Buying Power

Putting Olive Oil in a Squeeze Bottle Earned This Startup a Cult Following

Graza upended the cluttered category with an often-forgotten innovation: Clever package design.

In the spring of 2023, a fight broke out on LinkedIn over olive oil. Or, to be more specific, olive oil bottles. Andrew Benin, the co-founder and chief executive officer of the olive oil startup Graza, was miffed that Brightland, a competitor, had packaged its new herb-infused Pizza Oil in a squeezable plastic bottle—Graza’s signature packaging—instead of the traditional glass. “#Copycat culture is an incessant part of our entrepreneurial landscape,” he posted. The spat spilled into food media, and a few days later, Benin returned to LinkedIn to apologize, saying he was “heated, and reacted poorly.” (Brightland, for its part, never commented publicly.)

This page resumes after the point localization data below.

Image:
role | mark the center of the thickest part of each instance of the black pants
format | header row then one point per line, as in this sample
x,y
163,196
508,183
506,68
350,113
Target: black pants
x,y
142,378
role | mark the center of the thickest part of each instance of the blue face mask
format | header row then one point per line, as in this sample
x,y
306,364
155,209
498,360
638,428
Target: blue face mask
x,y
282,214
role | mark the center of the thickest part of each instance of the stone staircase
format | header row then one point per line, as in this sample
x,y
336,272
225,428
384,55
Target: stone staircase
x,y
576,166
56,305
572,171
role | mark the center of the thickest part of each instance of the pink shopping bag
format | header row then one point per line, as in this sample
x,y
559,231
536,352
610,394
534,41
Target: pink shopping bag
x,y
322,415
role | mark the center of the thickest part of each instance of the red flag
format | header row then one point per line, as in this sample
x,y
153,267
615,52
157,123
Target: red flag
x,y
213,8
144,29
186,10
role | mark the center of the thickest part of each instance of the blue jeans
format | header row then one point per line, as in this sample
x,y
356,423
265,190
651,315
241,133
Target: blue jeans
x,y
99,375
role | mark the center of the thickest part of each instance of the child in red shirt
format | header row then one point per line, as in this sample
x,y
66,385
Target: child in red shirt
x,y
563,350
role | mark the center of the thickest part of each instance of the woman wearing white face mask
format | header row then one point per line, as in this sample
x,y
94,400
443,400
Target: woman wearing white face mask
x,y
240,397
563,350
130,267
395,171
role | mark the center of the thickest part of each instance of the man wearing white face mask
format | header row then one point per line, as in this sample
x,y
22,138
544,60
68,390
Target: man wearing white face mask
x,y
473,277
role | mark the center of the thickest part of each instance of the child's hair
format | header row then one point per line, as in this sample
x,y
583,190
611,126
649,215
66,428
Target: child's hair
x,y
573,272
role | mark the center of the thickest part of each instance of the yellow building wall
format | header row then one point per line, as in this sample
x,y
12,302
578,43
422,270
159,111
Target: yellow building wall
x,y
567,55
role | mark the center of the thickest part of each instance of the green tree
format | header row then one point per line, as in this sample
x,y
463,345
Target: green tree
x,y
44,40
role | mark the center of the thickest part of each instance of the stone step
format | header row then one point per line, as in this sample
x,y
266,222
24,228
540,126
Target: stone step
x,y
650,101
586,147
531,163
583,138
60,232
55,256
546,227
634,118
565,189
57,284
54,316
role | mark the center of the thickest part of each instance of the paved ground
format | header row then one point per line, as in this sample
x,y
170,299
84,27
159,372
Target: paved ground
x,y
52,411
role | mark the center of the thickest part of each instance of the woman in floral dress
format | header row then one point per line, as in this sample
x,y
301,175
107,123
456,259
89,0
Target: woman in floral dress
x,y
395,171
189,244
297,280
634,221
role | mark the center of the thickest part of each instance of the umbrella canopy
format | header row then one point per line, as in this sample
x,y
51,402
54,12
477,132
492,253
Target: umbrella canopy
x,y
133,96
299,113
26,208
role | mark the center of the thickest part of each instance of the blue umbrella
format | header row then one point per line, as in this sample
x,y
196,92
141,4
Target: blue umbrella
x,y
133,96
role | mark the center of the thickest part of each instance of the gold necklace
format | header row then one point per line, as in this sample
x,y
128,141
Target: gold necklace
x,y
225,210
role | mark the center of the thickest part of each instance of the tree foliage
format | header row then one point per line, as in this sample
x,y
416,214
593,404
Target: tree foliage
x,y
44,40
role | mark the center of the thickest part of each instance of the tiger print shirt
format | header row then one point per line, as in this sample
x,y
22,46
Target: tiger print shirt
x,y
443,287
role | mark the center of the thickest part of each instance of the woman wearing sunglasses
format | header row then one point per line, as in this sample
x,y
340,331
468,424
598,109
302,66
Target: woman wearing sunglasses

Still, Benin says, he was heated for a reason. “It was a wake-up call for us,” he tells me now. Graza had introduced its two olive oils—Sizzle, for cooking with heat, and Drizzle, for dipping and, well, drizzling—less than two years earlier, and so far had enjoyed explosive success. Even well-funded packaged food startups owned by famous chefs tend to have a hard time getting onto shelves at the US’s biggest retailers. But a little more than a year after it hit the market, Graza was already in Whole Foods and preparing to expand its distribution to both Walmart and Target.